Kofi Deh1, Marjan Zaman, Pascal Spincemaille, Moonsoo Jin, and Yi Wang
1Weill Cornell Medical College, New York, NY, United States
Synopsis
The use of MRI relaxometry for super-paramagnetic iron oxide (SPIO) quantification in a murine peripheral tumor xenograft, a frequently performed procedure in drug development research, may result in inaccurate estimates because of the dependence of relaxivity on tissue microenvironment. SPIO complexes conjugated to PET radiotracers have been proposed for more accurate SPIO quantification, but these have disadvantages of a cyclotron requirement, low spatial resolution and confounding tumoricidal effects. We demonstrate that SPIO quantification in peripheral tumor xenografts using new quantitative susceptibility mapping (QSM) algorithms has good agreement with quantification using PET suggesting that QSM may provide value for quantification in drug development research.
Purpose
The ultimate goal of this project is to develop a clinically translatable preclinical quantitative imaging system. MRI, with its excellent soft tissue contrast and lack of ionizing radiation is ideally suited for clinically translatable preclinical imaging of tumor xenografts. Quantitative susceptibility mapping has been successfully applied to quantification of iron stores and gadolinium in the brain, but the presence of fat in the body and difficulty of background field removal at the edge of the body had hampered its application to tumor xenograft imaging. We apply recently developed chemical shift correction and total field dipole inversion algorithms to overcome these problems and obtain qualitatively improved QSM maps. Improvements in quantitative estimates were validated by dual-mode MRI-PET imaging.Methods
Various amounts
(75 to 255 μg) of a dual-modality contrast agent, 89Zr-ferumoxytol,
were injected intratumorally into 10 tumor-bearing mice. List-mode PET and
multi-echo gradient echo 7 Tesla MRI acquisition were performed sequentially on
the mice, 17 hours post-injection. PET data was reconstructed using OSEM3D/MAP
algorithm, while MRI gradient echo DICOMs were post-processed in R2* maps using
an auto-regressive monoexponential fitting algorithm, ARLO, and into QSM maps by
nonlinear voxelwise fitting, phase unwrapping and chemical shift correction and
preconditioned total field dipole inversion1-3.

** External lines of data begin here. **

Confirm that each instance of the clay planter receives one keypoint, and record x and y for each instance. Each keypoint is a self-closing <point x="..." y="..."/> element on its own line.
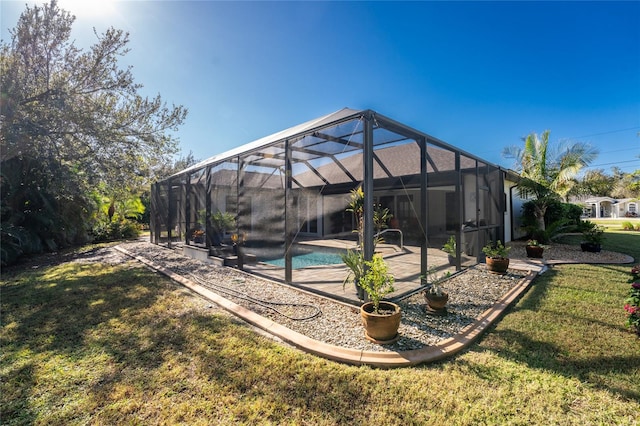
<point x="534" y="251"/>
<point x="497" y="265"/>
<point x="436" y="304"/>
<point x="359" y="290"/>
<point x="381" y="328"/>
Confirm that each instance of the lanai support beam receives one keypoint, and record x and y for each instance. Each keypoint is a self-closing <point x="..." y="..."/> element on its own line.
<point x="367" y="185"/>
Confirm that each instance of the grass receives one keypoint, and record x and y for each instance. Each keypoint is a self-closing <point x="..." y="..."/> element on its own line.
<point x="615" y="224"/>
<point x="99" y="344"/>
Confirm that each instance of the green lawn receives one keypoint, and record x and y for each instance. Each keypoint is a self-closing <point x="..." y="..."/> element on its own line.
<point x="98" y="344"/>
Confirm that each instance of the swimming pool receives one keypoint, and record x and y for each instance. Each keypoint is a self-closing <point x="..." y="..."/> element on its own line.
<point x="304" y="260"/>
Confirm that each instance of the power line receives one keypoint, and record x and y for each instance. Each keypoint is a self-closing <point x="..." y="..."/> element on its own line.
<point x="606" y="133"/>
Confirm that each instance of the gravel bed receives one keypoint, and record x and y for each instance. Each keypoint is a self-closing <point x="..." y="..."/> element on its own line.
<point x="470" y="293"/>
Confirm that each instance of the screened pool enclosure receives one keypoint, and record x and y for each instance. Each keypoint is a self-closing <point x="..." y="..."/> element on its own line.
<point x="278" y="206"/>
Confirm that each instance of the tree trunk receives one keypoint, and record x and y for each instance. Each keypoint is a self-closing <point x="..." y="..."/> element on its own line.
<point x="539" y="211"/>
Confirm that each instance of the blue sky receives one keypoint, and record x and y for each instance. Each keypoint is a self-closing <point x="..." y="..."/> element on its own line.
<point x="478" y="75"/>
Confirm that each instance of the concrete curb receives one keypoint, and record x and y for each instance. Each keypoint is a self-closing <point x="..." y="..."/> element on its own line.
<point x="441" y="350"/>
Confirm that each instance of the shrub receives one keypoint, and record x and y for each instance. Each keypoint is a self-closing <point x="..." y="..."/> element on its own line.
<point x="117" y="229"/>
<point x="559" y="217"/>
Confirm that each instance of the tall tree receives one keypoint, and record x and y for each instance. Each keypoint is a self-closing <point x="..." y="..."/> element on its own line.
<point x="72" y="120"/>
<point x="595" y="183"/>
<point x="547" y="171"/>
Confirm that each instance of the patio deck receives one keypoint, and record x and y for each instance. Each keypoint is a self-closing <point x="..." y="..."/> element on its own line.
<point x="327" y="280"/>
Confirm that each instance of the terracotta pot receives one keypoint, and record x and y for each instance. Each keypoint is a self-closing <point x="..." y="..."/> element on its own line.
<point x="497" y="265"/>
<point x="534" y="251"/>
<point x="435" y="302"/>
<point x="381" y="328"/>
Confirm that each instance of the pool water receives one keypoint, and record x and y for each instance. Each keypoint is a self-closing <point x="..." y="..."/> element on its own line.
<point x="308" y="259"/>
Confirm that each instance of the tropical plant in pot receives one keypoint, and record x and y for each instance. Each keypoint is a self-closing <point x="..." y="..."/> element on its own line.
<point x="381" y="319"/>
<point x="354" y="259"/>
<point x="497" y="256"/>
<point x="593" y="236"/>
<point x="355" y="262"/>
<point x="450" y="248"/>
<point x="434" y="295"/>
<point x="221" y="222"/>
<point x="534" y="249"/>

PET/CT and MRI images were co-registered in the AMIDE multimodality analysis
software4. An ellipsoidal volume of
interest (VOI) was described on the PET/CT image and the mean voxel estimates
from this VOI for PET, R2* and QSM images were converted to SPIO mass using
molar activity, relaxivity and susceptibility values determined previously from
a phantom study. A Bland-Altman analysis was performed to assess the agreement
SPIO quantification using PET and the two MRI post-processing techniques. Results
Representative axial
views of GRE magnitude, R2*, susceptibility, and PET images are shown in Figure
1. White arrows are drawn on the pre-contrast magnitude image, pointing to the
tumor’s location. On post-injection R2* images, the peripheral tumor can be
identified by a bright periphery with darkened interior, while on
post-injection QSM images, the tumor is identified as a uniformly bright
region.
The specific activity,
relaxivity and susceptibility of 89Zr-ferumoxytol were determined
from a phantom study to be 2229 (MBq/cc)(L/g), 1711 Hz (L/g) and 11.7 ppm L/g respectively.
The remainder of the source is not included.